He sets his shoulders in a straight line before he knocks quietly at Richie’s door. 

There’s a grumble and a shuffle and then the door opens to reveal Richie, who looks like shit. 

  
  
“You look like shit,” Eddie says and receives a middle finger for his troubles.

For a moment, they both stand there, staring at one another. 

“Can I uh, come in?” Eddie finally asks, shyly dangling the bottle of bourbon. “I gotta…”

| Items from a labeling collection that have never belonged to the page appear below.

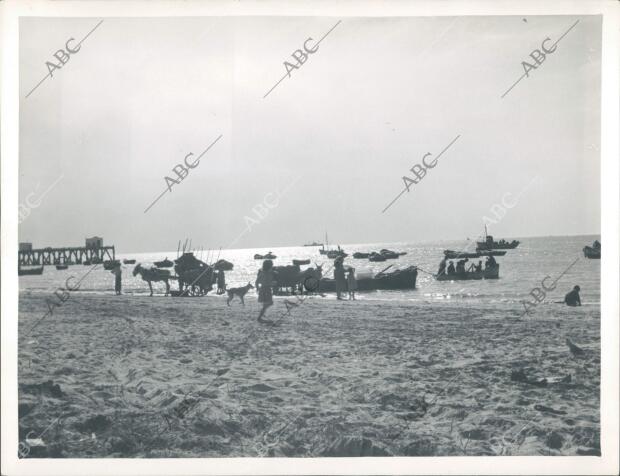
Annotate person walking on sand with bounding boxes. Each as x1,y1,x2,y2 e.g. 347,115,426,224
347,268,357,301
564,286,581,307
254,259,276,323
217,269,226,294
334,256,347,301
110,263,123,296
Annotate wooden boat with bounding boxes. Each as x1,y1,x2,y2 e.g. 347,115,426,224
254,251,277,259
368,251,387,262
583,246,601,259
443,250,507,259
17,265,43,276
153,257,174,268
319,266,418,293
103,259,121,271
476,225,521,251
435,264,499,281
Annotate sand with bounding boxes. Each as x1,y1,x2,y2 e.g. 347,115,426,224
19,291,600,457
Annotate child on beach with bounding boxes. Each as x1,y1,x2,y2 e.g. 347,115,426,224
347,268,357,301
255,259,276,323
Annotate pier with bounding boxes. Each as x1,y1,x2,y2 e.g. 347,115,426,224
18,246,115,266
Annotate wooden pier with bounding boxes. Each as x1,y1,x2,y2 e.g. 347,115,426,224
18,246,115,266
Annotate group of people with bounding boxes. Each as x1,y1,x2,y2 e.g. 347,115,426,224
437,256,497,275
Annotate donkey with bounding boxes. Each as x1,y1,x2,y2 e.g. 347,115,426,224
133,263,170,296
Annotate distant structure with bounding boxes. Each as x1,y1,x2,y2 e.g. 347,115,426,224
86,236,103,248
19,242,32,251
17,236,116,266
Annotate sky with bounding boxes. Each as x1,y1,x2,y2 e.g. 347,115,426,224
19,16,601,253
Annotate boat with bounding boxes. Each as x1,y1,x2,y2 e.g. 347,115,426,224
443,250,507,259
17,265,43,276
476,225,521,251
368,251,387,262
153,256,174,268
435,264,499,281
254,251,277,259
103,259,121,271
583,240,601,259
318,266,418,293
293,259,310,266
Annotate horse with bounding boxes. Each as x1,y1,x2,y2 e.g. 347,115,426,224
133,263,170,296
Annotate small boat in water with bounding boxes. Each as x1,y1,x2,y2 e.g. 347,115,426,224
153,257,174,268
476,225,521,251
583,240,601,259
17,265,43,276
319,266,418,293
103,259,121,271
443,250,507,259
254,251,277,259
434,263,499,281
368,251,387,262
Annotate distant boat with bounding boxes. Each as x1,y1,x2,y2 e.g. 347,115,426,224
254,251,277,259
476,225,521,251
443,250,507,259
103,259,121,271
435,264,499,281
153,257,174,268
319,266,418,293
583,240,601,259
368,251,387,262
17,265,43,276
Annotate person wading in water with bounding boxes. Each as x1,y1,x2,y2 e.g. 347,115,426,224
254,259,276,322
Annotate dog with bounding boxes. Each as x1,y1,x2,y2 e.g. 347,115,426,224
226,283,254,306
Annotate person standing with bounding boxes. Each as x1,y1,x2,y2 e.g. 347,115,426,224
347,268,357,301
254,259,276,323
110,263,123,296
334,256,347,301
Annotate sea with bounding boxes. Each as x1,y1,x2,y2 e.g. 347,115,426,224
19,235,601,309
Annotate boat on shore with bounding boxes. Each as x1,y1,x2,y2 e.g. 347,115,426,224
318,266,418,293
254,251,277,259
443,250,507,259
17,265,43,276
153,257,174,268
434,263,499,281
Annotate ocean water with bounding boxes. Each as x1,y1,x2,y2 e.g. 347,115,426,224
19,235,600,304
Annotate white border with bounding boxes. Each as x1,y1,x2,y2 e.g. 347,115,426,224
0,0,620,475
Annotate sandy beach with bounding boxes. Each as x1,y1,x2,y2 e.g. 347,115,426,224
19,291,600,458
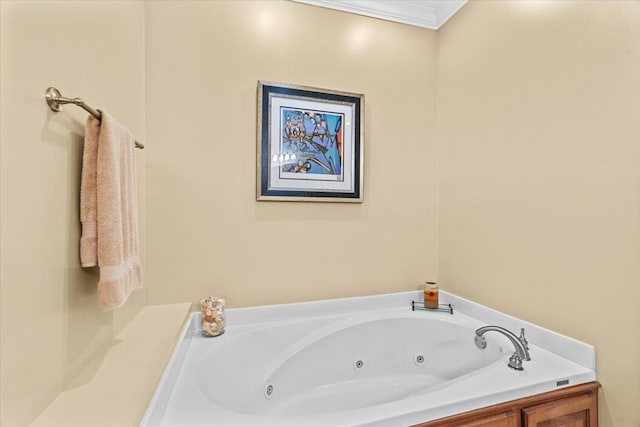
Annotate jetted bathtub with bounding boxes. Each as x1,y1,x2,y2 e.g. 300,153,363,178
142,291,596,426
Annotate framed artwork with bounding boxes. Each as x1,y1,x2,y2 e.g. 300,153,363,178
257,81,364,203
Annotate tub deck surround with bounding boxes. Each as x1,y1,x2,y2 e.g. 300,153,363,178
32,303,191,427
141,291,596,426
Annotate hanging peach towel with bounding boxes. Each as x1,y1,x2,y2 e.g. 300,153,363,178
80,111,142,309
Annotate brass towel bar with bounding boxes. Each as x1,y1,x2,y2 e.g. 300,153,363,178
44,87,144,149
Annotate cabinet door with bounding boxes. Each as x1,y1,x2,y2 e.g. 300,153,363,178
522,392,598,427
414,409,518,427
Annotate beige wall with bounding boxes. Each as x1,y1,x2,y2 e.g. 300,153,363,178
0,1,145,426
146,1,437,307
437,1,640,427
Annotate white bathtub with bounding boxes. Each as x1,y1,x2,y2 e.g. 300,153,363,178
142,292,596,426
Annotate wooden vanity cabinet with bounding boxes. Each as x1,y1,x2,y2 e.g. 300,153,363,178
415,381,600,427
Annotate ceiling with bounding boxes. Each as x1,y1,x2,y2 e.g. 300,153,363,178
293,0,467,30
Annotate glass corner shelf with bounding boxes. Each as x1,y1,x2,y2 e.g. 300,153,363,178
411,301,453,314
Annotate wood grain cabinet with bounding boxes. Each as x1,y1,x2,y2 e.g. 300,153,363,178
416,382,600,427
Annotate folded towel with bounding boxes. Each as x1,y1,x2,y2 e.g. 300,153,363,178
80,111,142,309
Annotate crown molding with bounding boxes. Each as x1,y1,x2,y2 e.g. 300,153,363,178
293,0,467,30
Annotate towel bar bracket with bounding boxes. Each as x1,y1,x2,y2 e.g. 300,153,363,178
44,87,144,149
44,87,62,113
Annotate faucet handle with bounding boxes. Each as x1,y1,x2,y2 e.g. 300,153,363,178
508,353,524,371
518,328,529,350
518,328,531,360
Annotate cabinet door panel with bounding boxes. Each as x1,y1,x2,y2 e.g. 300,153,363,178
414,409,519,427
522,392,598,427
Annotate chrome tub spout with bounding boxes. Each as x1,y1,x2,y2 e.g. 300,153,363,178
475,326,531,371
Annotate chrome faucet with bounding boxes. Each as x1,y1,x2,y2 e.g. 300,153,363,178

Richie blinks at him and Eddie lets him, lets him lick his lips and glance back inside his room. Eddie lets him take a breath and settle his gaze on Eddie’s shoes. 

“Yeah, Eds—”

“Don’t call me that,” comes out of Eddie unbidden, and that’s what does it. Something complicated passes over Richie’s face and Eddie knows he’s wearing the same expression. 

_ Rough housing, Richie’s parent’s basement, Richie smushing his face between his hands, and “Aw Eds, so cute.” _

“Don’t call me that,” Eddie repeats, a whisper, eyes going wide; their gazes meet across the scant few feet and Richie’s brows shoot towards his hairline; it’s triggered something in him. 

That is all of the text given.